PM Leads the Way: After a ceremonial photo session and a special event held in the Central Hall of the former parliament building, Prime Minister Modi led the way to the new Parliament House, carrying a copy of the Constitution. All Members of Parliament (MPs) followed him on foot, eventually convening in their respective chambers within the new parliament.

Honoring Senior Parliamentarians: Distinguished former Prime Minister Dr. Manmohan Singh, Jharkhand Mukti Morcha (JMM) leader Shibu Soren, and Bharatiya Janata Party (BJP) MP Maneka Gandhi were invited to address a special function in the Central Hall of Parliament in recognition of their seniority and contributions to Indian politics.

Out with the Old: The 96-year-old Lutyens building, inaugurated in 1927 and known for hosting pivotal events like Jawaharlal Nehru’s historic “midnight hour” speech and the adoption of the Indian Constitution, was deemed inadequate for contemporary needs. Its lack of modern info-tech facilities and office space for MPs necessitated the move.

Preservation of Heritage: The Lutyens building, a masterpiece designed by British architects Sir Edwin Lutyens and Herbert Baker, will be preserved as an archaeological treasure of the nation, according to reliable sources.

PM Modi’s Address: During his address at the inaugural session of the new parliament, Prime Minister Modi expressed hope for the future and paid tribute to the 7,500 MPs who have served within the historic walls. He also reflected on significant milestones achieved over the past nine years, such as the abrogation of Article 370 and the implementation of the “One Nation One Tax” GST.

New Parliament Building: In May, Prime Minister inaugurated the new parliament building on Kartavya Path, the heart of Delhi. It boasts seating for 888 members in the Lok Sabha chamber and 300 in the Rajya Sabha chamber, with the capacity to accommodate 1,280 MPs during joint sittings.

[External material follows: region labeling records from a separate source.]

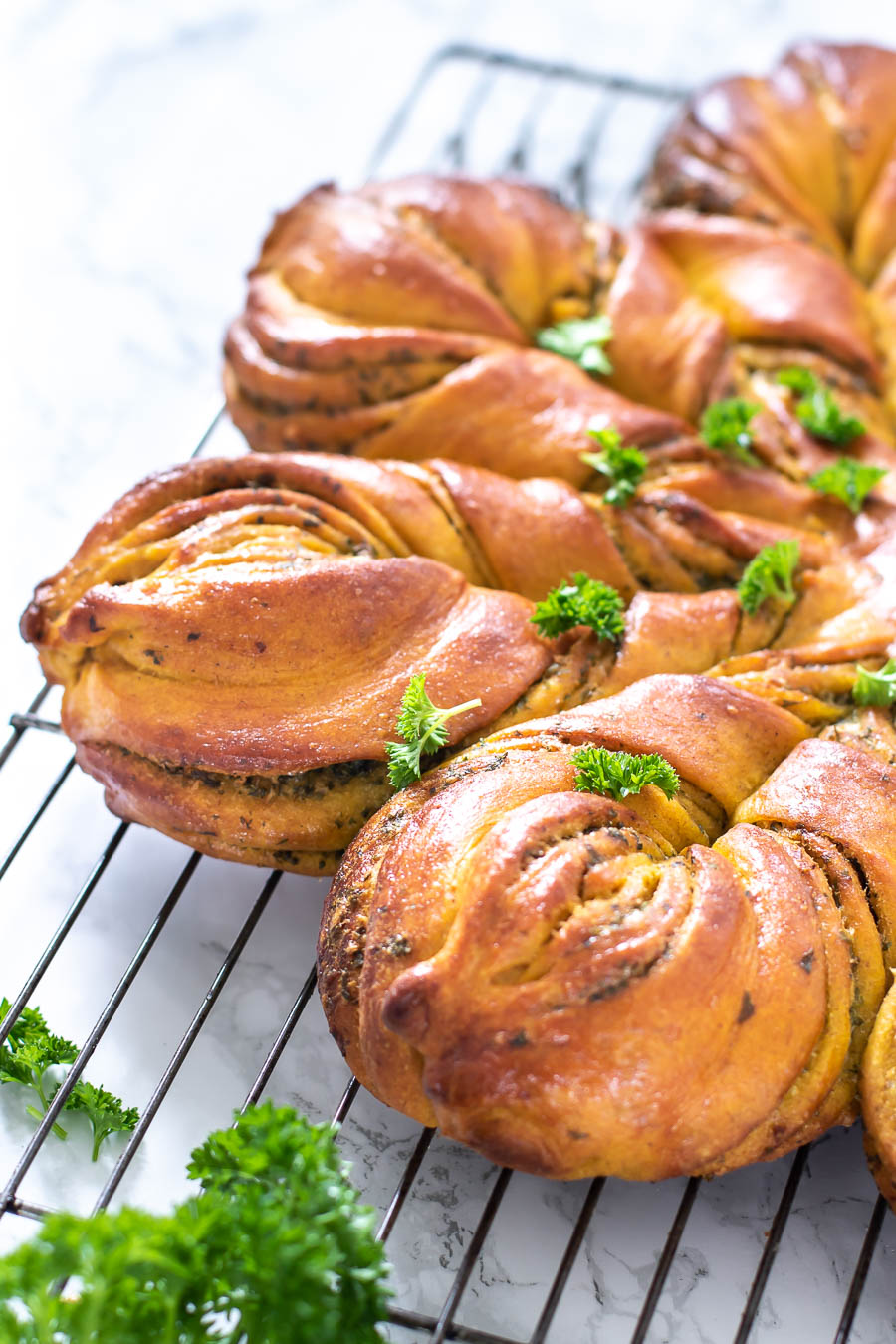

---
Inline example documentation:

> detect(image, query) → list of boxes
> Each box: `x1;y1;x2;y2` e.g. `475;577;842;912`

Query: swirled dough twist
319;654;896;1199
23;454;893;872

MP Office Space: Each Member of Parliament will be provided with a spacious 40 sq m office in the revamped Shram Shakti Bhawan, a project set to be completed by 2024. Additionally, the national archives will relocate from the old building to the new one.

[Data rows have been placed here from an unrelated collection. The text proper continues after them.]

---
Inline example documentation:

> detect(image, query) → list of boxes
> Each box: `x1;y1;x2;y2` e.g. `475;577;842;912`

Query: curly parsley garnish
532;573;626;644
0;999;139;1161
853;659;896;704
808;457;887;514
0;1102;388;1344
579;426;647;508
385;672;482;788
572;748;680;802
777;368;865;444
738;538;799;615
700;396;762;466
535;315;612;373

Architectural Marvel: The four-story structure spans a vast area of 64,500 square meters, featuring three main gates—Gyan Dwar, Shakti Dwar, and Karma Dwar. It offers separate entrances for VIPs, MPs, and visitors, with composite animals guarding every doorway.

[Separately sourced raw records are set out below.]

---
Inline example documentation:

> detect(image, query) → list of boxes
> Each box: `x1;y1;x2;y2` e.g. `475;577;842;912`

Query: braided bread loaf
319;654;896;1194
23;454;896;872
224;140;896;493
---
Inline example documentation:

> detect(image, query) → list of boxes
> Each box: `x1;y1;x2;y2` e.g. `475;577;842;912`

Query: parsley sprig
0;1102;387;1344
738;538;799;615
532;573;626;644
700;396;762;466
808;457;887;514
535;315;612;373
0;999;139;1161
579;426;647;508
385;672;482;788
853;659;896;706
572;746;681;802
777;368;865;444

Inspired by Tradition: Drawing inspiration from temples and scriptures, the new parliament building showcases the nation’s rich heritage. The wall, “Jan Janani Janmabhoomi,” is adorned with artwork by grassroots artists, and there are three galleries dedicated to music, crafts, and architecture, all featuring contributions from artisans and sculptors from across the country.

Emblem of India’s Glory: The new Parliament House stands as a symbol of India’s aspirations, combining tradition with modernity, as the country embarks on a new chapter in its parliamentary history.

The move to the new parliament building represents a significant step forward in India’s political landscape, blending architectural marvels with the spirit of democracy that continues to guide the nation.